In [118]:
# import required libraries

import random # library for random number generation
import numpy as np # library for vectorized computation
import pandas as pd # library to process data as dataframes
import requests # 'requests' offers the most friendly API for opening files, including JSON support

In [119]:
# import the BeautifulSoup library so we can parse HTML and XML documents

from bs4 import BeautifulSoup

# specify which URL/web page we are going to be scraping

url = "https://en.wikipedia.org/wiki/List_of_postal_codes_of_Canada:_M"

# open the url and put the html into the soup variable

response = requests.get(url)
html = response.text
soup = BeautifulSoup(html,'html.parser')

In [120]:
# load the values in each row into the fields A, B and C

all_table=soup.find('table', class_='wikitable sortable')

A=[]
B=[]
C=[]

for row in all_table.findAll('tr'):
    
    cells=row.findAll('td')
    
    if len(cells)==3:
        A.append(cells[0].find(text=True))
        B.append(cells[1].find(text=True))
        C.append(cells[2].find(text=True))

**The dataframe will consist of three columns: PostalCode, Borough, and Neighborhood**

In [134]:
dfToronto = pd.DataFrame(A,columns=['PostalCode'])
dfToronto['Borough']=B
dfToronto['Neighbourhood']=C

# had to clean the data by removing \n that has appeared at the end of each text string in each column ... don't know why?!
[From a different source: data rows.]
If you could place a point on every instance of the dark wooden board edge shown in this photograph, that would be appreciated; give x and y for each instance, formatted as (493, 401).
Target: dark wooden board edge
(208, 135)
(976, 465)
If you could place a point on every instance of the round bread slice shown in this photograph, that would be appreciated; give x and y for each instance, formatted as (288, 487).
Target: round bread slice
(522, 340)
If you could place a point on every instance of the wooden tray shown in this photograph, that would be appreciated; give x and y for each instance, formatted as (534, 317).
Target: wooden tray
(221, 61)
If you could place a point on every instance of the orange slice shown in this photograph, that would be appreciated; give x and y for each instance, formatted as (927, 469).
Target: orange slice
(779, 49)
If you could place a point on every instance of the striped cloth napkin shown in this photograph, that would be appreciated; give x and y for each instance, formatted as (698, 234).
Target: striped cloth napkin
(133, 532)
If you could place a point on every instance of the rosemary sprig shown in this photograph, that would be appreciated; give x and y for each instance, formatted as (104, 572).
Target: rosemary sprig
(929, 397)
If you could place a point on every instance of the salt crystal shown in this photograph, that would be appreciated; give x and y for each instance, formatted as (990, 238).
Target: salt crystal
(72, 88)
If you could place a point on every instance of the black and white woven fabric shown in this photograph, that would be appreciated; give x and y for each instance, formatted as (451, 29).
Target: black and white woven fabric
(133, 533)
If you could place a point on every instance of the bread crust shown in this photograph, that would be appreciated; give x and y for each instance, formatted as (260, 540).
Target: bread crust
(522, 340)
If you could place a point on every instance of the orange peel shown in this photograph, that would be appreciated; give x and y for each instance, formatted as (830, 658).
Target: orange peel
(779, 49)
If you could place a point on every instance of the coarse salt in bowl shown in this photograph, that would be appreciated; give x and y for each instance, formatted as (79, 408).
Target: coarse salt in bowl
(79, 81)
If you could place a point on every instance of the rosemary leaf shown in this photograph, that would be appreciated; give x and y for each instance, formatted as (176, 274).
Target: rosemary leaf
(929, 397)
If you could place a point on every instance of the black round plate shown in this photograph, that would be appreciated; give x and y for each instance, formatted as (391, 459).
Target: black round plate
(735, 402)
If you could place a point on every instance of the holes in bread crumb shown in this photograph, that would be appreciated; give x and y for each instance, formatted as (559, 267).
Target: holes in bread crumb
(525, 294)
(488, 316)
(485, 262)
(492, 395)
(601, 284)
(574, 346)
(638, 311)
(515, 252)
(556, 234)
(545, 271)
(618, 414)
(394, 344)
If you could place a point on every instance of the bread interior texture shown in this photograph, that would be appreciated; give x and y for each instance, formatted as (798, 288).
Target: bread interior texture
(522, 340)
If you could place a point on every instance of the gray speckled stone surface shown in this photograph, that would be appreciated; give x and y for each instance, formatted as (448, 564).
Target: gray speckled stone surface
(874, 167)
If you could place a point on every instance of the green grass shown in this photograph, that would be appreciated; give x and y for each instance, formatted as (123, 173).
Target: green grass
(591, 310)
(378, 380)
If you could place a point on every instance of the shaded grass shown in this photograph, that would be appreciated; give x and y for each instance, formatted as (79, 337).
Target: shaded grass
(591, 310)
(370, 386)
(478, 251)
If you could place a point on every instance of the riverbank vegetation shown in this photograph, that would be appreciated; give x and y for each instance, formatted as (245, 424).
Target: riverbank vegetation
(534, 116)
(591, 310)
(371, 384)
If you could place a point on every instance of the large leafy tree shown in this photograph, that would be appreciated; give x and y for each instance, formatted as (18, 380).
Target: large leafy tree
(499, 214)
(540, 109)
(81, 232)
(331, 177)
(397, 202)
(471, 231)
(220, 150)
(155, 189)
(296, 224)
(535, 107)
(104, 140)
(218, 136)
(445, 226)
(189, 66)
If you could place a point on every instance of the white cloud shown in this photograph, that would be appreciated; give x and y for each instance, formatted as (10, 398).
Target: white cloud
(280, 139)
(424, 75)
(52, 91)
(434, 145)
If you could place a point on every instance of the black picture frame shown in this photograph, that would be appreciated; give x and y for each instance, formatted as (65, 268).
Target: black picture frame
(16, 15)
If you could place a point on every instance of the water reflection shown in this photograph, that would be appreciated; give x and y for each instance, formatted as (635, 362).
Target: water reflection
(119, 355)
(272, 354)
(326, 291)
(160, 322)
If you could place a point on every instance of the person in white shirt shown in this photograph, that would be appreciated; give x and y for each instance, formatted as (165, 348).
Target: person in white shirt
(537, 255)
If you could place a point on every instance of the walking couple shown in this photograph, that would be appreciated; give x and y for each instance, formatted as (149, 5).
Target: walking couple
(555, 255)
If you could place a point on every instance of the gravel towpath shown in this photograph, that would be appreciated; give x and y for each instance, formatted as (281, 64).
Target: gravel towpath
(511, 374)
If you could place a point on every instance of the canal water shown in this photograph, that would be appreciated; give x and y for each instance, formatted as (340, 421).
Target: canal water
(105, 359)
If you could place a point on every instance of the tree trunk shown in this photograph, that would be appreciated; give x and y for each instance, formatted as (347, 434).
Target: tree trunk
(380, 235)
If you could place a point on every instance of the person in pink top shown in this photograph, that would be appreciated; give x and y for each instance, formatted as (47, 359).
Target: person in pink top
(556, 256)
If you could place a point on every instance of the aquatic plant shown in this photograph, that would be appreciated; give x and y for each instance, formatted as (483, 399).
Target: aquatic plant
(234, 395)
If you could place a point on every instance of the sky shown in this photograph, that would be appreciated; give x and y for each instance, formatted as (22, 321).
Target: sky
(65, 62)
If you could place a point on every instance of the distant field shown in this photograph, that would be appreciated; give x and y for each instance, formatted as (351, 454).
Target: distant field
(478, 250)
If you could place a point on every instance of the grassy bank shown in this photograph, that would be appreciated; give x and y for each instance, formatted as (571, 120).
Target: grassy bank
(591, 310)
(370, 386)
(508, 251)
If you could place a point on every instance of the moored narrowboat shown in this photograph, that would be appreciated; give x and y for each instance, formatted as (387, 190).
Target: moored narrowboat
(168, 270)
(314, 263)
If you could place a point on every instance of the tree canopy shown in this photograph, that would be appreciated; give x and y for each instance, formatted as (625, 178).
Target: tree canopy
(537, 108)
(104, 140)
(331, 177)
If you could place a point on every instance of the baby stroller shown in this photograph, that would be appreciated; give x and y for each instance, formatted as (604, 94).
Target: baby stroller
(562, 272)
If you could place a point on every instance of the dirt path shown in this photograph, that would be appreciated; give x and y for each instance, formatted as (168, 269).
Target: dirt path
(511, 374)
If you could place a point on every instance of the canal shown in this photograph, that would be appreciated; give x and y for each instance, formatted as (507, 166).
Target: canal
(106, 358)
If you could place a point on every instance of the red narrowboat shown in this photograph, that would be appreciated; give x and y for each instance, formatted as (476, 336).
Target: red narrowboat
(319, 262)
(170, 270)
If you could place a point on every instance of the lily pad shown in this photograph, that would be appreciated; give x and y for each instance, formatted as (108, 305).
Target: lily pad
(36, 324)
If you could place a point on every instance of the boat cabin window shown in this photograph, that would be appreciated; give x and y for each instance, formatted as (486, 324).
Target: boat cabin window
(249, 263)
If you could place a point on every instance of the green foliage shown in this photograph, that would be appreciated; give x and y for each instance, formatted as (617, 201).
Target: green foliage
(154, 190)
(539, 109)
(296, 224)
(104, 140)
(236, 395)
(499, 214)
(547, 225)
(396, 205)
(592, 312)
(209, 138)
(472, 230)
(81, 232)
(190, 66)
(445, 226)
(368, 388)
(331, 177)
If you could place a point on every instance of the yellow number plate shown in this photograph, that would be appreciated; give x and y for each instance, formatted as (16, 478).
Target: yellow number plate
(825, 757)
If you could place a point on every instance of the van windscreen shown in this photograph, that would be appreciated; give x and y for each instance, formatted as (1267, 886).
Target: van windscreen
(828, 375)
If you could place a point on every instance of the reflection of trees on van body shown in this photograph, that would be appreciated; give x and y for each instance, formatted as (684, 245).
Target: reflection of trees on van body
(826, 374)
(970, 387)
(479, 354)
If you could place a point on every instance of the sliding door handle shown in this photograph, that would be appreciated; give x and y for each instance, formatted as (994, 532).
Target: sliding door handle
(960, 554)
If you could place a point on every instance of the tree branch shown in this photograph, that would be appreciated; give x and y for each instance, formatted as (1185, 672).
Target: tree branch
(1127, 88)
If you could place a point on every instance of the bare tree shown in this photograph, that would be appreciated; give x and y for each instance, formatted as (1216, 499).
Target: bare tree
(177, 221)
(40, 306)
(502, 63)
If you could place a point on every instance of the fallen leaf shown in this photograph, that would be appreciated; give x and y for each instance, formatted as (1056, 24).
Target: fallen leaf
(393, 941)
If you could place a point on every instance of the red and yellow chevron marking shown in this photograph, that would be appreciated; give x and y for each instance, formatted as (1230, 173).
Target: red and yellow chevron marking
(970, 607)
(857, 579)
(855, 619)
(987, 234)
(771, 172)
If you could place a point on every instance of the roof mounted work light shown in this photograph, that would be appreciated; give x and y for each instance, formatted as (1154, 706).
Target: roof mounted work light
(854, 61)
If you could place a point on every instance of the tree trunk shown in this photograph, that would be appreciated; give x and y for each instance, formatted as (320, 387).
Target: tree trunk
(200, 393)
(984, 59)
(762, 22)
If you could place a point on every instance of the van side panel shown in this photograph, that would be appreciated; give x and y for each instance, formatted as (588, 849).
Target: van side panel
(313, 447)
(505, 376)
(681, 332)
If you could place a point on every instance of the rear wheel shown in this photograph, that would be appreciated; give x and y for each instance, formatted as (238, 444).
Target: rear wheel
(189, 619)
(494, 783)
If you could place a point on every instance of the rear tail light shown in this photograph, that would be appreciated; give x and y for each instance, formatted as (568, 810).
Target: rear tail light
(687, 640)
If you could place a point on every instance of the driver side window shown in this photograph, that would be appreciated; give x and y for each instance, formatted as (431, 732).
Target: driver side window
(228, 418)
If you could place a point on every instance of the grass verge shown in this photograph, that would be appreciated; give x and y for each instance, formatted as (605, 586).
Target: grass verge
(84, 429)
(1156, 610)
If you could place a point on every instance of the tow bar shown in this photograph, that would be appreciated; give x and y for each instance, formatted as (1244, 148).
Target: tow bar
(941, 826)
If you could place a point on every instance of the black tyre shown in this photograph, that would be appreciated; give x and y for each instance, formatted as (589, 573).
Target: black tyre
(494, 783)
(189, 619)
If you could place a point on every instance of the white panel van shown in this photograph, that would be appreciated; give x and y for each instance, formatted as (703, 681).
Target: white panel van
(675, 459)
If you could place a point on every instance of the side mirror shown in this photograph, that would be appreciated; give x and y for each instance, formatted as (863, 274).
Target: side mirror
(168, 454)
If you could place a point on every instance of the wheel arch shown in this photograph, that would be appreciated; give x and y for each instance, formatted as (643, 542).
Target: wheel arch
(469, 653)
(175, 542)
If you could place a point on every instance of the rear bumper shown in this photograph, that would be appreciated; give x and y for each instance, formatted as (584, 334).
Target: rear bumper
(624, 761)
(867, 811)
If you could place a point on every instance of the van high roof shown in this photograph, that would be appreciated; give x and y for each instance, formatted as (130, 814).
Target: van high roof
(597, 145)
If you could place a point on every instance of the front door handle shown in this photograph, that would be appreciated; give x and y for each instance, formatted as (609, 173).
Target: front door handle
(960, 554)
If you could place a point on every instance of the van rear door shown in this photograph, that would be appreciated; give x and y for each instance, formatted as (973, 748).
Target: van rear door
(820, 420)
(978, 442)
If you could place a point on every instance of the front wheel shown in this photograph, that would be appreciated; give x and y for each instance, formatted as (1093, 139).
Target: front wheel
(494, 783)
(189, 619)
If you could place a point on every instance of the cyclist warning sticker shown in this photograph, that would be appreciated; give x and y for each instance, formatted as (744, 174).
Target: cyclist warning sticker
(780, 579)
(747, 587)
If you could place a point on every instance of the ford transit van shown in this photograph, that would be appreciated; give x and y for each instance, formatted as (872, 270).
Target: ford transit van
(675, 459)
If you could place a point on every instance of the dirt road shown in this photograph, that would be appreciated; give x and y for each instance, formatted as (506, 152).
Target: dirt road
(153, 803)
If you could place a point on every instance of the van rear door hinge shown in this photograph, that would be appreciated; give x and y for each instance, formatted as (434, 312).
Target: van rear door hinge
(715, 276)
dfToronto['PostalCode'] = dfToronto['PostalCode'].str.rstrip('\n')
dfToronto['Borough'] = dfToronto['Borough'].str.rstrip('\n')
dfToronto['Neighbourhood'] = dfToronto['Neighbourhood'].str.rstrip('\n')
dfToronto

Unnamed: 0,PostalCode,Borough,Neighbourhood
0,M1A,Not assigned,Not assigned
1,M2A,Not assigned,Not assigned
2,M3A,North York,Parkwoods
3,M4A,North York,Victoria Village
4,M5A,Downtown Toronto,"Regent Park, Harbourfront"
...,...,...,...
175,M5Z,Not assigned,Not assigned
176,M6Z,Not assigned,Not assigned
177,M7Z,Not assigned,Not assigned
178,M8Z,Etobicoke,"Mimico NW, The Queensway West, South of Bloor,..."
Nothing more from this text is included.